Оказалось, что пил он еще до войны, и тогда тоже случались приступы; он совершенно безрезультатно лечился у врачей, а подлечил его фронт: он боялся пить там, хотя всегда такая возможность имелась. И всё потому, что строгий комиссар, очень немолодой правоверный большевик, еще в октябре сорок первого, под Москвой, предупредил его, что будет расценивать запои, как «умышленное членовредительство» и отдаст под трибунал, а это, по его словам, несомненный расстрел.

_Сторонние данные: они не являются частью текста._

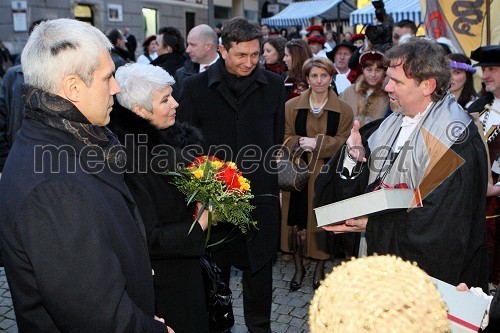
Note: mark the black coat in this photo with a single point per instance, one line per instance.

Начальник этот сначала был командиром стрелкового взвода, потом – роты, а закончил войну батальонным в Варшаве. Там он был серьезно ранен, возвращен в Москву на лечение и после комиссования устроился на работу в кадровый отдел строительного треста. Держался, держался, а со смертью вождя сорвался. И сразу – «белочка»! Как будто она поджидала его в засаде все эти годы. Насмарку пошло всё сразу! Все фронтовые мучения и страхи оказались напрасными. И вот его вышибли к чертовой матери! Да еще отправили в «Ганнушкина». Жена рыдала, взрослая дочь с презрением косилась в его сторону, друзья, кто забыл этот его грех или не знал еще, перестали появляться. Однажды утром, когда все ушли по своим ежедневным делам, он накинул на шею петлю, но повеситься так и не сумел, потому что в этот момент страшно, нестерпимо захотелось напиться. А как напился, сняв петлю, передумал умирать. И опять попал в психушку.

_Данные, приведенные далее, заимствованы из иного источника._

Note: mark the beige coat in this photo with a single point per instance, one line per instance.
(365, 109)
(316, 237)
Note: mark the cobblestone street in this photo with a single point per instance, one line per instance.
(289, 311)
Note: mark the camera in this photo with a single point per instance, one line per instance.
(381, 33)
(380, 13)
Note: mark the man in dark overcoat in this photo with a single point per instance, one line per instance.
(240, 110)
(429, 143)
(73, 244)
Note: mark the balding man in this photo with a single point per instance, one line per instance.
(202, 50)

Вот такой был у Маши предшественник. Ее это даже немного насмешило – очень уж комичной ей показалась вся его жизнь, особенно, угроза комиссара предать его суду за членовредительство в случае фронтового запоя. Владимир Арсеньевич, напротив, отнесся к этому очень строго – ему всегда было жаль фронтовиков. А то, что несчастный запил со смертью Сталина, считал недоразумением, так как, по его мнению, вождя надо было провожать на трезвую голову и достойно.

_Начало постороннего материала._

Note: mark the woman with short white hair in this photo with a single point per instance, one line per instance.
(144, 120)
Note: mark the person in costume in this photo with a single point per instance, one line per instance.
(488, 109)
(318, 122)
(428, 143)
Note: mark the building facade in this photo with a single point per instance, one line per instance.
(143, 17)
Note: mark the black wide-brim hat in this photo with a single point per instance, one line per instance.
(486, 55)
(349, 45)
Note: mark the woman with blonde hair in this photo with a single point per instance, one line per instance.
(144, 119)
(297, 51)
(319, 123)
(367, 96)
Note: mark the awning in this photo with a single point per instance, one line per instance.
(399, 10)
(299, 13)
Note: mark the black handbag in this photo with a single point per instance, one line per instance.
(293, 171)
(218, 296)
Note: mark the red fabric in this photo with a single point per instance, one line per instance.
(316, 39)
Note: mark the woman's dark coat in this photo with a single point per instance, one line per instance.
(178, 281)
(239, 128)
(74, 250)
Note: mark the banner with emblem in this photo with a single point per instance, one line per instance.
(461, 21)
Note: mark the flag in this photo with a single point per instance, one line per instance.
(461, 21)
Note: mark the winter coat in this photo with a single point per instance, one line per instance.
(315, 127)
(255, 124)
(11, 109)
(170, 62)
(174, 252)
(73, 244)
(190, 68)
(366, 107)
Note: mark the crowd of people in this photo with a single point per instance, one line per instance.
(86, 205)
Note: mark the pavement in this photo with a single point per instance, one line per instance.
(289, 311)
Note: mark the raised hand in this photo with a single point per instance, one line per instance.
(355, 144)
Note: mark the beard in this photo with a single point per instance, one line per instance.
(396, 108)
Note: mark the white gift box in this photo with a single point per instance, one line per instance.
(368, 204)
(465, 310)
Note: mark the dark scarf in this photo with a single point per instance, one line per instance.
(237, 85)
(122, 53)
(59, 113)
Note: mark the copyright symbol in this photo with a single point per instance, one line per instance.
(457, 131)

– Пьяницы – люди нездоровые, Машка! – говорил он, намекая на то, что сам ничего крепче вина и пива теперь в рот не берет, – Их жалеть надо! И даже на поминках у вождей не наливать. Ни в коем разе!
Постепенно в Машином воображении ее жизнь на Ветошном, рядом с Павлом и в волнующей зависимости от его судьбы, стала почти сном, пришедшим из чужой жизни. Даже попытки вспомнить какие-то важные детали из прошлого заканчивались головной болью или вдруг нахлынувшей усталостью. Она перестала считать прожитые годы и соотносить их со своим возрастом, потому что они казались ей напрасной растратой жизни, пустым ожиданием того, что выглядело когда-то самым важным, ради чего будто бы и стоило потратить всю эту жизнь, единственную, невозвратную. Если раньше, при Павле, она косилась на хорошеньких и удачливых женщин и тихо завидовала той внешней легкости, с которой они катились по своему бытию, то теперь она смотрела на них и на впечатляющие результаты их жизнедеятельности, как на укор, даже презрительную издевку своей нынешней беспомощности, своего падения в жалкую, окраинную яму, не имеющую обратного подъема, как не имеет заднего хода само время.
Маша изменилась в характере: куда-то пропали ее доверчивость, ее надежды и мечтания, а на смену им пришла раздражительность, ожесточение и неудержимое желание затормозить любое чужое движение вверх, помешать всякому или всякой, кто не имеет еще ее печального опыта несостоявшегося счастья, и обрушить в самом начале любой душевный или пусть даже практический порыв.
Кастальская скрывала это за маской спокойной строгости начальницы средней руки, от которой многое зависело в судьбах людей, за броней принципиальной неприступности, за примитивностью и безвкусицей ее штатского костюма, больше напоминавшего военную форму со споротыми пагонами, чем действительно гражданский костюм, за неприхотливостью прически, внешности, манеры. Она прослыла суровой, проницательной советской дамой, которой известно о людях и об их слабостях больше, чем другим, даже им самим. Вслед ей метались ненавистные взгляды, а в лицо те же люди, краснея или бледнея, беспомощно защищались бледными улыбками. Она понимала это, видела абсолютно всё и наслаждалась победой над теми, кто сумел когда-то обойти ее в своих личных, даже интимных удачах и питавших солнечные надежды на будущее, а теперь глухо упирался в нее, как в сумеречную стену, как в скалу, которая возвращала все назад, вопреки, казалось бы, невозвратности времени.
Глубинное, скрытое, болезненное понимание корней всего этого постепенно сгладилось, стушевалось, и Маша, которую теперь почти никто не звал по имени, а величали с затаенным ужасом только очень официально Марией Ильиничной, утвердилась в своей значимости, в своем роковом влиянии на людей и их судьбы.